Always make it a pair. When buying a bra, get the matching panty. When sewing a dress for a little girl, make one for her dolly, too.

Mom sat quietly in front of the sewing machine, the lamp shining brightly over her shoulder onto the tiny dress she held on her lap. A matching one, only slightly larger, already hung in a little girl’s closet, far away in Australia. 

Mom turned the dolly’s dress inside out to inspect the waistline seam she had just sewn. She frowned and slowly pulled out each little stitch: something wasn’t right. This was for her first granddaughter. The dolly dress must match the girl’s dress perfectly.

Mom, Isabel, dress. Photo by Karen Dean.

Mom, Isabel, dress. Photo by Karen Dean.

My own sewing lessons ended abruptly years ago when I broke a fourth needle. Mom had, however, successfully taught me the satisfication of sewing—precision—particularly when attaching a full skirt to a fitted bodice. Each stitch must take in more fabric from the skirt than from the bodice, but it must do so invisibly. Begin by pinning the side seams to one another, then pin the center and the back of the skirt. Do not sew. A gathered seam must first be basted. Cut a long section of cheap thread and sew it first by hand. Squish, push, squeeze the fabric. Do not fold it: we are gathering, not pleating. 

Once the dress was finished, she hung it on a tiny hanger next to her sewing machine, anticipating the dolly’s next visit. Mom refused to mail the dress, preferring to gift it in person so she could savor the delight it would elicit. 

As the months passed, though, her cancer progressed. She could hardly walk by the time the little girl arrived, but in the middle of the international arrivals lounge, next to the luggage carousel, dolly was stripped and joyfully transformed into something quite perfect.

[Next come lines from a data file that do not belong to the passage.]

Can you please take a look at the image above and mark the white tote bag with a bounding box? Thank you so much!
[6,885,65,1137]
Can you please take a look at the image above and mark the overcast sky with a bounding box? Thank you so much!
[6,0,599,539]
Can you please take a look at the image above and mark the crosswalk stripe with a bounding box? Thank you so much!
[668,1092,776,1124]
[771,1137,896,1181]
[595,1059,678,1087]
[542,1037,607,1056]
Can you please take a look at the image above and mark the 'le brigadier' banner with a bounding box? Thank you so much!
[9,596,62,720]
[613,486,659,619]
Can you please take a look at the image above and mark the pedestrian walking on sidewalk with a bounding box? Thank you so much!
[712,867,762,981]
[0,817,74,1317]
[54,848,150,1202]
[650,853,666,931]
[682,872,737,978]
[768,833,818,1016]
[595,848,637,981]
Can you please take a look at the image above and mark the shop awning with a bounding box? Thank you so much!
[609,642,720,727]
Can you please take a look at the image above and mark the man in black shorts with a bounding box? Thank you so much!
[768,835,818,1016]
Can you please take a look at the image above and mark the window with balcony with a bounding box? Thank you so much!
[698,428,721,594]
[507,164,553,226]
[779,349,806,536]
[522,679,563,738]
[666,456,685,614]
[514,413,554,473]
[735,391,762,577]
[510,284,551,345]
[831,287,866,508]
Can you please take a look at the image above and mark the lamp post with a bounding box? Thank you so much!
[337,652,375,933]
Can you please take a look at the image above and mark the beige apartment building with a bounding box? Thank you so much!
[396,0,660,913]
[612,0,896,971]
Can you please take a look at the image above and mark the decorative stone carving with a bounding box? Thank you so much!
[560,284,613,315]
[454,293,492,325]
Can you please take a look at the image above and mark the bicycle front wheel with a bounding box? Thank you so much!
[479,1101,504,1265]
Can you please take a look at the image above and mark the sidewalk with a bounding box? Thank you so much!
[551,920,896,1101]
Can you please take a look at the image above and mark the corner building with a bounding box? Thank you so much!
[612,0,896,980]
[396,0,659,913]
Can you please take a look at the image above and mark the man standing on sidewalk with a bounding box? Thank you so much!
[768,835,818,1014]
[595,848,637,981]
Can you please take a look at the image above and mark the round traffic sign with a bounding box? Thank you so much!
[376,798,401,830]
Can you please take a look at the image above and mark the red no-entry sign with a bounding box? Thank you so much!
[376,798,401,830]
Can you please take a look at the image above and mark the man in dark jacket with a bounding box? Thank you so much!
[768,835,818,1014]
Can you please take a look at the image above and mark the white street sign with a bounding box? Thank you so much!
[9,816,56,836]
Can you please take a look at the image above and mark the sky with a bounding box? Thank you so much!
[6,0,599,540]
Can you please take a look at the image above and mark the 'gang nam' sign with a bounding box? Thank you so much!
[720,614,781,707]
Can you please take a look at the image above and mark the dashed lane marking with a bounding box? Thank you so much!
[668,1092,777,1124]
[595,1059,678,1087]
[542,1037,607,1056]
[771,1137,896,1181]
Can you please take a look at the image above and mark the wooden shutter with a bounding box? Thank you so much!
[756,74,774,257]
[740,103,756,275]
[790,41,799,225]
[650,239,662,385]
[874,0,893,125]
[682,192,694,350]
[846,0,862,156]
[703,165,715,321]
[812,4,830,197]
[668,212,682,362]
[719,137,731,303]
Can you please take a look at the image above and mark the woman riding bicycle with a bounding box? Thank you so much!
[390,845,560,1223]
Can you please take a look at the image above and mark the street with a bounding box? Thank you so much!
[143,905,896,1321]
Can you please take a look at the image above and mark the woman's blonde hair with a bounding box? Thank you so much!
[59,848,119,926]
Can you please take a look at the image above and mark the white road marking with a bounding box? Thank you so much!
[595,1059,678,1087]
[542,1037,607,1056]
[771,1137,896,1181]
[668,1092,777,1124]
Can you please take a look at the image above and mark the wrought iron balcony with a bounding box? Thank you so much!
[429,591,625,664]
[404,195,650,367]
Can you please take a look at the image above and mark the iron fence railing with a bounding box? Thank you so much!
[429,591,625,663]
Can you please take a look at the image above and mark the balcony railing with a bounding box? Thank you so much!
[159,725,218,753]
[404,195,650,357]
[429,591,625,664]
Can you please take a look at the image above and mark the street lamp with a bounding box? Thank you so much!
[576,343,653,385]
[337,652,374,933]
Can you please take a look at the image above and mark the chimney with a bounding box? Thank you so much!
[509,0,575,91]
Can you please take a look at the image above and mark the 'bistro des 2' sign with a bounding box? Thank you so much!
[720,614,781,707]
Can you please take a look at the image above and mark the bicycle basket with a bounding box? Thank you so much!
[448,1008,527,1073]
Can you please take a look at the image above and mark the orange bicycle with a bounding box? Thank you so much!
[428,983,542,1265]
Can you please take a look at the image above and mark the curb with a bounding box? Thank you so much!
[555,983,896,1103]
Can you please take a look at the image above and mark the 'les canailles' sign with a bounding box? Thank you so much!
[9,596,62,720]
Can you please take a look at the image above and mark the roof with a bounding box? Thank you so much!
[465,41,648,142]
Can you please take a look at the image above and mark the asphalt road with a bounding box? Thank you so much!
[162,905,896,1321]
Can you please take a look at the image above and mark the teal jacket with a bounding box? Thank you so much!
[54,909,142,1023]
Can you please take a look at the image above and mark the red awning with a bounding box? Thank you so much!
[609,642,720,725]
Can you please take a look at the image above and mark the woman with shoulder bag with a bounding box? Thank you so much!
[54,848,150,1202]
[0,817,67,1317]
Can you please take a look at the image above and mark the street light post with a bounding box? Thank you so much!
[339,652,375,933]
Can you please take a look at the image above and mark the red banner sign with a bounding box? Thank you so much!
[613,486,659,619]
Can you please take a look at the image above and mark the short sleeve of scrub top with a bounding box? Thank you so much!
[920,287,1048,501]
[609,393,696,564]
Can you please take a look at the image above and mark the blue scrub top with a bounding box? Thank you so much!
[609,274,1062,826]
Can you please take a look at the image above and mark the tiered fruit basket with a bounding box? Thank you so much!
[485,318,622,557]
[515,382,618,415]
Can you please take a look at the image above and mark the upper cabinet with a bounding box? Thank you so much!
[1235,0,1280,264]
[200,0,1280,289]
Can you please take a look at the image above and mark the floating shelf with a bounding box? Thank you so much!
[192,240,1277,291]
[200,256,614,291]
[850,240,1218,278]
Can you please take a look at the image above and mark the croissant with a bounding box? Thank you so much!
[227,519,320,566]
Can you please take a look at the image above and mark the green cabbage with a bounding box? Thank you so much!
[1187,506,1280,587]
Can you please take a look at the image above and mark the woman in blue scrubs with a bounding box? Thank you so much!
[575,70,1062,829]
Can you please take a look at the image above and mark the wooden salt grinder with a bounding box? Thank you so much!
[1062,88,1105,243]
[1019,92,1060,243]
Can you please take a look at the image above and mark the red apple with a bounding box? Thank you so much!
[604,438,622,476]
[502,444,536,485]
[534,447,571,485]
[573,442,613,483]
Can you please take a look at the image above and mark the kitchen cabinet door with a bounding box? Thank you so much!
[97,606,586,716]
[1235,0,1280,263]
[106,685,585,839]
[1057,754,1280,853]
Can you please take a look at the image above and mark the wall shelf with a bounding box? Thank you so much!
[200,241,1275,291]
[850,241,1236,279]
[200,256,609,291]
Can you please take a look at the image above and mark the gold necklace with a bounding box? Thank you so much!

- After her mother’s death, Jerilyn Sambrooke took a renewed interest in sewing but has yet to master the fine art of a gathered skirt. Jerilyn currently lectures in the Rhetoric Department at the University of California, Berkeley. She is also working on a memoir, Alpenglow: A Year of Darkness, that narrates the year following her mother’s death. Her reflections on grief owe much to her academic research on religious practice and secular life in contemporary fiction.

Dress Like a Lady

Carry yourself like a lady. Dress like a lady. Don’t take foolishness from anyone.

I learned those things from my paternal grandmother, a tiny woman who was always well-dressed and –coiffed, and whose tolerance for the antics of others was miniscule.

I carelessly put on a poorly ironed (perhaps un-ironed) shirt once during a summer visit to her spotless home.  Because I was a teenager, and therefore a young lady, this was simply unacceptable.  She pulled out her ironing board and iron, and gave me a thorough lesson in proper pressing.

"My grandmother is dabbing her eyes at my parents' wedding and looks perfectly put-together. She may as well have been crying about my future lack of ironing skills."

"My grandmother is dabbing her eyes at my parents' wedding and looks perfectly put-together. She may as well have been crying about my future lack of ironing skills."

1.     Start with the collar. Use plenty of elbow grease. She didn’t have starch when she learned to iron, so I didn’t need it, either.

2.     Iron the collar flat, then fold it down on its crease and iron that.

3.     Next the back.

4.     Then the sleeves.

5.     Finally, the front. This is what people will see first. Saving it for last makes it less likely to get wrinkled before you hang it up or put it on.

I put my freshly pressed shirt back on. She told me I had done a good job. My arm was stiffening up from all of that elbow grease.

Then she added a final step.

6.      When you get married, do not iron your husband’s shirts. If you start, you will be ironing his shirts forever. Take his shirts to the dry cleaner.

My husband irons his own shirts. I’ve watched, and he does it wrong.